The abstract doesn’t indicate a clear change in VO₂max under the tested conditions. Treat this as a signal, not a guarantee; confirm methods and context in the full paper.

Takeaways

What the abstract suggests

  • Study question: Effects of endurance training on maximal inspiratory pressure and fatigue were evaluated after 5 weeks.
  • The abstract doesn’t indicate a clear change in VO₂max under the tested conditions.
  • Population: n=7 trained participants.
  • Protocol cues (title/abstract): 5 weeks • 5 days • 45 min • 1 min • 70% VO2max • 2500 m.

Protocol

Protocol (as reported)

  • Intervention/exposure: altitude.
  • Dose/time/duration cues in abstract/title: 5 weeks • 5 days • 45 min • 1 min • 70% VO2max • 2500 m.
  • Outcomes: VO₂max, Time-trial performance.
  • Replication note: abstracts often omit adherence and timing; confirm details before changing training or supplementation.

Fit

Who it helps, and who should skip it

Who it helps

  • Athletes similar to the study population (n=7 trained participants) working on altitude.
  • Athletes who can measure VO₂max, Time-trial performance with a repeatable workout or time-trial effort.

Who should skip

  • If you have symptoms or conditions that make the intervention risky, get professional guidance.
  • If you’re near race day and can’t safely test, defer the experiment.

Methods

What the study actually did

  • Design: controlled study.
  • Population: n=7 trained participants.
  • Outcomes measured: VO₂max, Time-trial performance.
  • Protocol cues mentioned: 5 weeks • 5 days • 45 min • 1 min • 70% VO2max • 2500 m.
  • Source: PubMed PMID 8112283 (1994) — Ergonomics.

Results excerpt

What the abstract reports

Furthermore, VEmax and VO2 max increased approximately 13% despite unchanged maximal inspiratory pressure and inspiratory muscle fatigue.(ABSTRACT TRUNCATED AT 250 WORDS)

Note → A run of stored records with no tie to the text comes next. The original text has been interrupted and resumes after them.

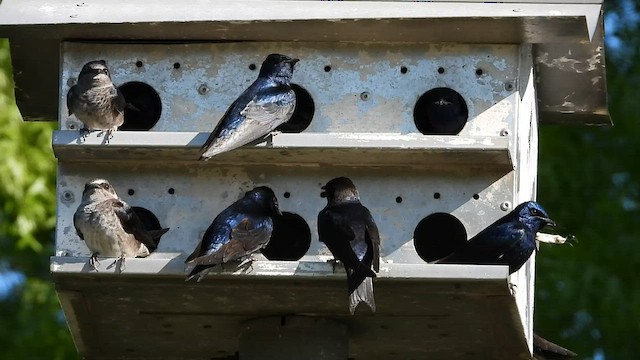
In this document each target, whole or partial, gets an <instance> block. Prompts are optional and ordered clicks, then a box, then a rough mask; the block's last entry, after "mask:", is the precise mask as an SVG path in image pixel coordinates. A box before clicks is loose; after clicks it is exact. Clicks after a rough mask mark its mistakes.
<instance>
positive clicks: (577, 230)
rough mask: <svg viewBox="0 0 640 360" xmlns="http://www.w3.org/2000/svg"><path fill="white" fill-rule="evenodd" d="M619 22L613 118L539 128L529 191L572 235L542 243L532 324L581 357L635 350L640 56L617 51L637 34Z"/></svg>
mask: <svg viewBox="0 0 640 360" xmlns="http://www.w3.org/2000/svg"><path fill="white" fill-rule="evenodd" d="M623 3H624V2H623V1H619V2H612V4H611V7H612V9H619V8H620V7H621V6H623V5H621V4H623ZM629 4H633V3H631V2H629ZM627 6H628V5H627ZM619 26H621V27H622V28H620V29H618V30H619V31H617V33H618V35H619V36H621V39H623V40H624V44H626V45H625V47H624V48H620V49H616V51H615V54H614V55H616V56H610V57H609V59H608V60H609V62H608V63H607V71H608V74H607V78H608V79H607V80H608V81H607V83H608V91H609V99H610V100H609V101H610V104H609V108H610V111H611V116H612V118H613V121H614V123H615V126H613V127H604V128H593V127H555V126H554V127H552V126H549V127H545V126H543V127H542V129H541V134H540V140H541V144H540V169H539V193H538V198H539V200H540V202H541V203H543V204H544V205H545V207H546V208H547V210H548V211H549V213H550V214H551V216H552V217H553V218H554V219H555V220H556V221H557V222H558V223H559V224H562V226H563V227H564V228H565V229H567V230H568V231H569V232H570V233H573V234H574V235H576V236H577V237H578V240H579V243H578V244H577V245H576V246H573V247H569V246H565V247H553V246H543V247H542V251H541V252H540V255H539V256H538V269H537V275H538V278H537V283H536V291H537V293H536V314H535V315H536V317H535V321H536V322H535V324H536V326H535V327H536V330H537V331H538V332H539V333H540V334H541V335H543V336H545V337H547V338H549V339H550V340H554V341H556V342H558V343H559V344H561V345H563V346H565V347H567V348H570V349H572V350H574V351H575V352H577V353H579V354H580V358H584V359H587V358H590V357H594V355H596V354H602V355H604V358H606V359H607V360H609V359H633V358H636V357H637V354H638V353H640V343H639V342H638V341H637V339H639V338H640V320H639V319H640V280H638V277H637V275H636V274H637V271H638V265H640V241H638V240H639V239H640V226H639V225H638V220H639V219H640V198H639V197H640V167H639V166H638V165H637V164H638V154H640V142H638V139H639V138H640V122H639V121H638V119H637V117H638V114H640V103H639V102H638V101H637V96H638V94H639V88H638V81H637V79H638V78H639V76H640V63H639V62H638V57H637V56H635V57H633V58H628V57H624V56H622V55H623V54H627V55H629V54H636V53H637V51H638V49H640V41H639V40H638V37H637V35H635V34H637V22H635V21H634V22H633V23H629V24H626V25H624V24H622V23H621V24H619ZM631 34H633V35H634V36H633V37H630V35H631ZM609 50H610V49H609ZM600 358H601V357H600Z"/></svg>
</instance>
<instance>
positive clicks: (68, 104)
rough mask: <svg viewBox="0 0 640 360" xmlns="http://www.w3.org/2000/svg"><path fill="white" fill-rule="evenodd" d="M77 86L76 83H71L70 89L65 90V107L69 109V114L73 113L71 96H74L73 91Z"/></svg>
mask: <svg viewBox="0 0 640 360" xmlns="http://www.w3.org/2000/svg"><path fill="white" fill-rule="evenodd" d="M77 88H78V87H77V85H73V86H72V87H71V89H69V91H68V92H67V109H68V110H69V116H71V114H73V109H72V108H71V107H72V104H73V97H74V96H75V92H76V89H77Z"/></svg>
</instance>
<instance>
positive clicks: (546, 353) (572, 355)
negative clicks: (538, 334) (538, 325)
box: [533, 333, 578, 360]
mask: <svg viewBox="0 0 640 360" xmlns="http://www.w3.org/2000/svg"><path fill="white" fill-rule="evenodd" d="M576 356H578V354H576V353H574V352H573V351H571V350H568V349H565V348H563V347H562V346H560V345H557V344H554V343H552V342H551V341H549V340H547V339H545V338H543V337H542V336H539V335H538V334H536V333H534V334H533V358H534V359H536V360H567V359H570V358H573V357H576Z"/></svg>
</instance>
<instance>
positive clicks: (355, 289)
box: [349, 277, 376, 315]
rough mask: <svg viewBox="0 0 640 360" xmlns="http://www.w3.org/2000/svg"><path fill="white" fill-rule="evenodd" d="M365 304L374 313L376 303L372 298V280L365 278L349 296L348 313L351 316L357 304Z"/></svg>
mask: <svg viewBox="0 0 640 360" xmlns="http://www.w3.org/2000/svg"><path fill="white" fill-rule="evenodd" d="M360 303H365V304H367V305H368V306H369V308H371V311H372V312H376V301H375V299H374V297H373V278H370V277H367V278H365V279H364V281H363V282H362V283H361V284H360V285H359V286H358V287H357V288H356V289H355V290H354V291H353V292H352V293H350V294H349V311H350V312H351V315H353V314H354V313H355V312H356V307H358V304H360Z"/></svg>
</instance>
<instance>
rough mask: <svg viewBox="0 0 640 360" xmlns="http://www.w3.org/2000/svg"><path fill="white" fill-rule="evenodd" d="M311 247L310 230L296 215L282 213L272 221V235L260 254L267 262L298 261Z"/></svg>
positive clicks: (302, 221) (294, 214)
mask: <svg viewBox="0 0 640 360" xmlns="http://www.w3.org/2000/svg"><path fill="white" fill-rule="evenodd" d="M310 246H311V229H309V225H308V224H307V222H306V221H305V220H304V219H303V218H302V216H300V215H298V214H294V213H291V212H286V211H284V212H282V216H277V217H275V218H274V219H273V233H271V240H269V244H268V245H267V246H266V247H265V248H264V249H262V254H263V255H264V256H265V257H266V258H267V259H269V260H288V261H296V260H300V258H301V257H303V256H304V254H306V253H307V251H309V247H310Z"/></svg>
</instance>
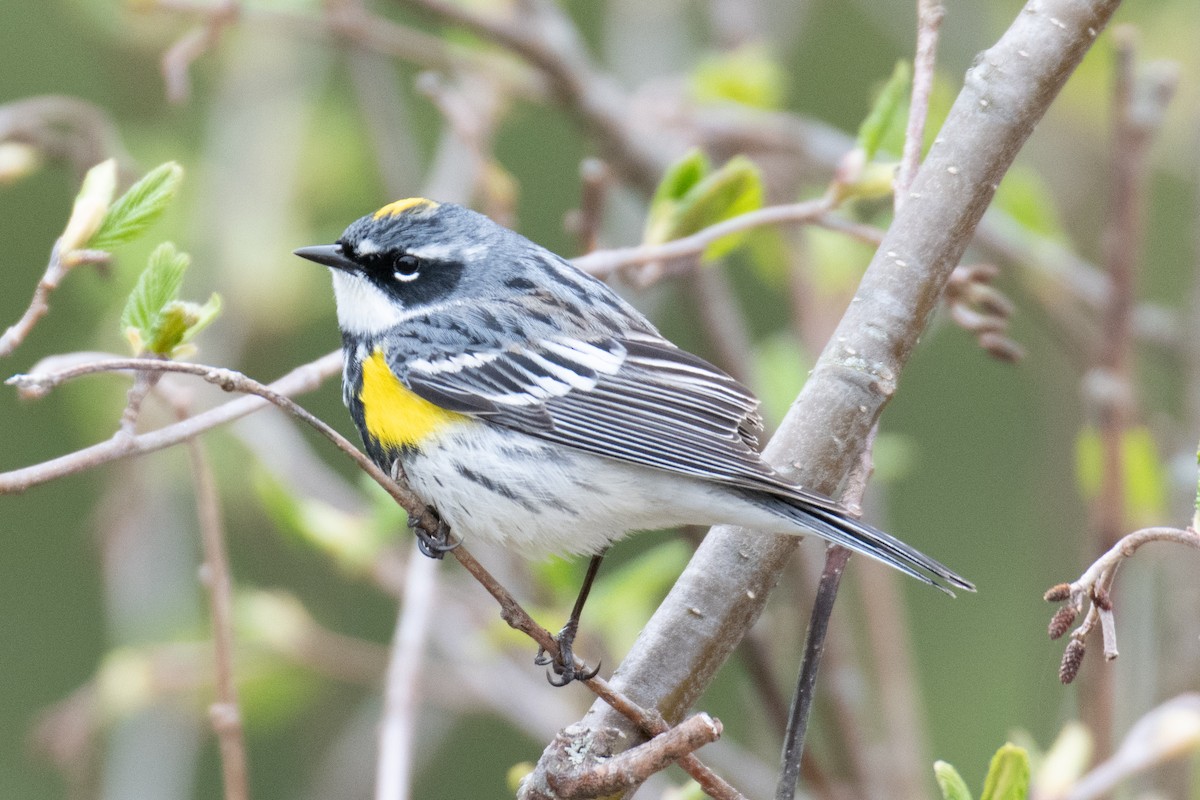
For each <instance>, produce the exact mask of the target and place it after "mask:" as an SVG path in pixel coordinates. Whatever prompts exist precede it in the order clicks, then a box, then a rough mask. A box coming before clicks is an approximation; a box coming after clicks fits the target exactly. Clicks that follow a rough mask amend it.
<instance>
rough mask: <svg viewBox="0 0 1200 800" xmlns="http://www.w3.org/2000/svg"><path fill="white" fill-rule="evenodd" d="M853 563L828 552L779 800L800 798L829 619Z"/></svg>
mask: <svg viewBox="0 0 1200 800" xmlns="http://www.w3.org/2000/svg"><path fill="white" fill-rule="evenodd" d="M848 560H850V551H848V549H846V548H845V547H841V546H839V545H830V546H829V548H828V549H827V551H826V564H824V569H823V570H822V571H821V581H820V582H818V583H817V596H816V600H814V602H812V615H811V616H810V618H809V632H808V634H806V636H805V639H804V660H803V661H802V662H800V675H799V679H798V681H797V685H796V694H794V696H793V697H792V711H791V715H790V718H788V723H787V735H786V736H785V738H784V752H782V757H781V759H780V763H781V764H782V768H781V769H780V771H779V784H778V786H776V787H775V800H792V798H794V796H796V783H797V781H798V780H799V777H800V757H802V754H803V753H804V738H805V734H806V733H808V728H809V712H810V711H811V710H812V698H814V696H815V693H816V692H815V690H816V682H817V670H818V669H820V667H821V656H822V654H823V651H824V638H826V632H827V631H828V630H829V615H830V614H832V613H833V604H834V601H836V600H838V585H839V584H840V583H841V576H842V572H844V571H845V570H846V563H847V561H848Z"/></svg>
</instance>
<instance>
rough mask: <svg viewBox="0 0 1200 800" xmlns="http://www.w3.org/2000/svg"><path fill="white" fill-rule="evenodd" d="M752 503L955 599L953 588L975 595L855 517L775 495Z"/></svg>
mask: <svg viewBox="0 0 1200 800" xmlns="http://www.w3.org/2000/svg"><path fill="white" fill-rule="evenodd" d="M750 500H751V501H754V503H758V504H762V505H764V506H766V507H768V509H769V510H770V511H773V512H774V513H778V515H780V516H784V517H787V518H788V519H791V521H793V522H796V523H798V524H799V525H802V527H804V528H808V529H809V530H811V531H812V533H814V534H816V535H817V536H820V537H821V539H824V540H827V541H830V542H833V543H835V545H841V546H842V547H845V548H848V549H851V551H854V552H856V553H862V554H863V555H869V557H871V558H872V559H875V560H877V561H882V563H883V564H887V565H888V566H892V567H895V569H896V570H900V571H901V572H904V573H905V575H907V576H911V577H913V578H917V579H918V581H920V582H922V583H928V584H929V585H931V587H935V588H936V589H940V590H942V591H944V593H946V594H948V595H950V596H952V597H953V596H954V591H953V589H952V587H953V588H958V589H965V590H966V591H974V584H973V583H971V582H970V581H967V579H966V578H964V577H962V576H960V575H958V573H956V572H954V571H953V570H950V569H949V567H947V566H946V565H944V564H942V563H940V561H936V560H934V559H931V558H929V557H928V555H925V554H924V553H922V552H920V551H918V549H916V548H914V547H910V546H908V545H905V543H904V542H901V541H900V540H899V539H896V537H895V536H892V535H889V534H886V533H883V531H882V530H880V529H878V528H872V527H871V525H868V524H866V523H864V522H859V521H858V519H854V518H853V517H850V516H846V515H845V513H840V512H839V511H835V510H830V509H822V507H820V506H814V505H809V504H806V503H803V501H797V500H788V499H785V498H780V497H776V495H767V494H760V493H752V495H751V497H750Z"/></svg>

Note: excerpts are short; for full context, read the paper.

Limits

Limitations & bias

  • Abstract-only summaries can miss critical details (population, protocol, adherence, and context).
  • Single studies often don’t generalize to your event, history, and training load; treat results as a starting point.
  • If your context differs (elite vs recreational; cycling vs running), adjust expectations and be conservative.
  • This is performance information, not medical advice.

Coaching beta

Get a plan that adapts to your life.

Join the 26weeks.ai TestFlight beta for adaptive coaching, recovery-aware adjustments, and race-week reminders.